申请用海的单位或个人依法取得海域使用权后,即可在被许可和登记的用途范围内,根据特定海域的区位、资源与环境状况等从事相应的开发利用活动,其对海域的开发利用只受法律的限制,其行为则取决于使用权人自己的意愿,而无须他人的意思或行为予以协助。海域使用权人只要不改变许可范围内的海域使用类型,或经变更登记而改变使用类型,其所从事的各种用海活动均受到法律的保护。此外,海域使用者还可以在法律许可的范围内将海域使用权转让、出租,以最大化地实现对特定海域的收益。
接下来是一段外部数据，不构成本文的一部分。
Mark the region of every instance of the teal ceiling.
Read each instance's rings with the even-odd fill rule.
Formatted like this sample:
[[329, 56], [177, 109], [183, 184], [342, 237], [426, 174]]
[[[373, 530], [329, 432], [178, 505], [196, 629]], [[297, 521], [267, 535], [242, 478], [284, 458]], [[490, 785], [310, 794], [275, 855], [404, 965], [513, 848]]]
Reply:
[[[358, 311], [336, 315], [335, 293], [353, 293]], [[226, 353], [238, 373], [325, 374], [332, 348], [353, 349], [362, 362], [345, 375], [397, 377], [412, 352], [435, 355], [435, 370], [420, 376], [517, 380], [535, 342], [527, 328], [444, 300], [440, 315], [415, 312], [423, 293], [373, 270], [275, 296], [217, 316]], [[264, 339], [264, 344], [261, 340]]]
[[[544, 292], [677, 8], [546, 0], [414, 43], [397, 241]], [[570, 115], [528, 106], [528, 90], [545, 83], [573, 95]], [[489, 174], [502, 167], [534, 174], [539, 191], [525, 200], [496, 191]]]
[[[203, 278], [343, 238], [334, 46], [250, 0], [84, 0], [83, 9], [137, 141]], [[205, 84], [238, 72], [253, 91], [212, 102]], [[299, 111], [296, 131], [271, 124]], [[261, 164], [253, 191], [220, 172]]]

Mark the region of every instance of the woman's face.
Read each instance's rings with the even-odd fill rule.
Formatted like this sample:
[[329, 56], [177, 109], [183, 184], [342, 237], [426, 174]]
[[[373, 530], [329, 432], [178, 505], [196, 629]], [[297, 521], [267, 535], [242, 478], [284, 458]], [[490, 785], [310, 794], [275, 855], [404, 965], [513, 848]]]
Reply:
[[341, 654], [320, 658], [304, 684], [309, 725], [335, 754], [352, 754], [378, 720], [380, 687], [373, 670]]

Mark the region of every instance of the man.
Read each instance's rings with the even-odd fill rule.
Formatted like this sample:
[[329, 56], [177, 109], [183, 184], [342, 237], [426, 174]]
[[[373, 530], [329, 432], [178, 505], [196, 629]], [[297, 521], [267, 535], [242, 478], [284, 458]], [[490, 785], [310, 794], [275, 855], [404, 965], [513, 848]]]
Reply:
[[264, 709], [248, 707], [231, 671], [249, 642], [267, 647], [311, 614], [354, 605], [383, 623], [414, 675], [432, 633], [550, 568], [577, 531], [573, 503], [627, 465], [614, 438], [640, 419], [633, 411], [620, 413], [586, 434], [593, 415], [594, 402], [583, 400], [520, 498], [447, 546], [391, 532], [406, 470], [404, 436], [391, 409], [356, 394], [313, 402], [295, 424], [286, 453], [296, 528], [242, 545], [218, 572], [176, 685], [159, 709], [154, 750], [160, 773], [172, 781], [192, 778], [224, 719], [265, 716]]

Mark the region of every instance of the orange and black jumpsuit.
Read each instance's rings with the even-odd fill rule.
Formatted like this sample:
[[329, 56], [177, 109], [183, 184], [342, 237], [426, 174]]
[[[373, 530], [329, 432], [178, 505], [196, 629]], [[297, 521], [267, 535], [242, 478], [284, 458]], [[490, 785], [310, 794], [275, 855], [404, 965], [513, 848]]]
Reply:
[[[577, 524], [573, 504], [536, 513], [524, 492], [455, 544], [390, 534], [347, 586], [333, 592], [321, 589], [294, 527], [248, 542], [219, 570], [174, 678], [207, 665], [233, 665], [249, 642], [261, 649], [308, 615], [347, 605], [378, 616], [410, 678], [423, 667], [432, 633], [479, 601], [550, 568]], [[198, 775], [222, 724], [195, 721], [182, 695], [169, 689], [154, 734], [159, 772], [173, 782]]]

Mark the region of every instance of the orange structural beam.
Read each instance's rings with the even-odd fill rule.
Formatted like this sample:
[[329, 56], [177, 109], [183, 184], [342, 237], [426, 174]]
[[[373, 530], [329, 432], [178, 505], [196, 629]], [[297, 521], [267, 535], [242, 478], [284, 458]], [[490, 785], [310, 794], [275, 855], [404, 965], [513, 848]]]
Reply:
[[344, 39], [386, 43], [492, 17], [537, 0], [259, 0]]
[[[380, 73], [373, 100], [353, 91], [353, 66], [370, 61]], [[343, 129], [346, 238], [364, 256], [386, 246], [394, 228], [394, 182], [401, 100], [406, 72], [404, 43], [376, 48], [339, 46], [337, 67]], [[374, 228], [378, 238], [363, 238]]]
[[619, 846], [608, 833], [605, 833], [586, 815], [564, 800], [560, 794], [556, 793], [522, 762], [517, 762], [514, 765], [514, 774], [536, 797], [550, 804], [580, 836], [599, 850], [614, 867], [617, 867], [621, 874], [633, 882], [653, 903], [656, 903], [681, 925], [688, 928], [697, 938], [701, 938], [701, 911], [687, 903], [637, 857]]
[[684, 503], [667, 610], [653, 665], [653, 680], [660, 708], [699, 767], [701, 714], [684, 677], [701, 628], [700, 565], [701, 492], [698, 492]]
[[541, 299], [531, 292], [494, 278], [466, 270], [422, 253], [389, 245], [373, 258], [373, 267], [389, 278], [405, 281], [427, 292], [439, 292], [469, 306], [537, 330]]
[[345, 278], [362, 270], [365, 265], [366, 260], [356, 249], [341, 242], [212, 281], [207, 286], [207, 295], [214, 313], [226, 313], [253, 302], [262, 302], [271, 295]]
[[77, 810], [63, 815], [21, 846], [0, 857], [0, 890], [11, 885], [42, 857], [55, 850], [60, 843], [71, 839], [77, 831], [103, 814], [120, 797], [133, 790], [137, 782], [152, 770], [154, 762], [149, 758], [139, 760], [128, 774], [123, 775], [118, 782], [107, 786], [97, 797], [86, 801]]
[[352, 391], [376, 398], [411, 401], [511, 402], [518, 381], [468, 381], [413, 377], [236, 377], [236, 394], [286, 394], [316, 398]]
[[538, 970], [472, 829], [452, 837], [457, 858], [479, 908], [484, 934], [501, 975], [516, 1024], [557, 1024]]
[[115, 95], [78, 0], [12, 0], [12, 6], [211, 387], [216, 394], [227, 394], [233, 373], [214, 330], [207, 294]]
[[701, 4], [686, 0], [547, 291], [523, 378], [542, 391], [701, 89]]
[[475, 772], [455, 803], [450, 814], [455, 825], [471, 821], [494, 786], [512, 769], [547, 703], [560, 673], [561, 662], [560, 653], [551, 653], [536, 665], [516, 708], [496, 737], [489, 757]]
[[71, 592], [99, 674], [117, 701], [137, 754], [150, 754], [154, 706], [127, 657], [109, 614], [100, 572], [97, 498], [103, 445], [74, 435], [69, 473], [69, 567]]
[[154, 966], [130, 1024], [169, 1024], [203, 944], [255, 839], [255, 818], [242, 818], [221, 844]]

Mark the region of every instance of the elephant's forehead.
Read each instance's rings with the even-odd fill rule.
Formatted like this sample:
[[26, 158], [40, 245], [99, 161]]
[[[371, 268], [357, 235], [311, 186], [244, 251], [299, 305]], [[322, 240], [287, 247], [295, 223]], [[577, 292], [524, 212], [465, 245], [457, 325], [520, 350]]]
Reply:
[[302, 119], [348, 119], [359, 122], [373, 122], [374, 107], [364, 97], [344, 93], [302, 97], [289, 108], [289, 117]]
凡属支配性的权利,也同时具有对世权的属性。海域使用权一经确立,其他任何单位或个人均不得侵犯或干涉。海域使用权的义务主体是不特定的任何人,其所负的义务是不为侵害或妨碍的消极义务。对于来自包括海洋行政主管机关在内的任何人的侵扰或妨害,海域使用权人均可依法排除或诉请保护。
(四)海域使用权的用益性
海域使用权的用益性包括两方面的含义:一方面,海域使用权人享有的仅是海域的使用权,所有权仍归国家所有,海域使用权是在他人之物上成立的他项权利;另一方面,海域使用权的设立以对特定的海域进行使用、收益为目的,海域使用权人所支配的是海域的使用价值,通过对海域进行许可范围内的使用来实现收益的目的。至于海域使用权人用海的方式,则既可以是养殖等渔业性用海,也可以是修建港口、码头等建设性用海,还可以是矿业开发性用海以及旅游、娱乐性用海或航运性用海、公益事业用海等等,不一而足,凡法律规定可以对海域及其资源所为的各种利用,均得为之。
(五)海域使用权的排他性
由于海域使用权系对海域直接支配、用益的权利,故同一海域之上不能同时存在两个或两个以上内容相冲突的海域使用权,此即海域使用权的排他性。例如,不得在同一海域中同时设立两个以养殖为内容的海域使用权,不得在同一海域之海底同时设立两个以采矿为内容的海域使用权。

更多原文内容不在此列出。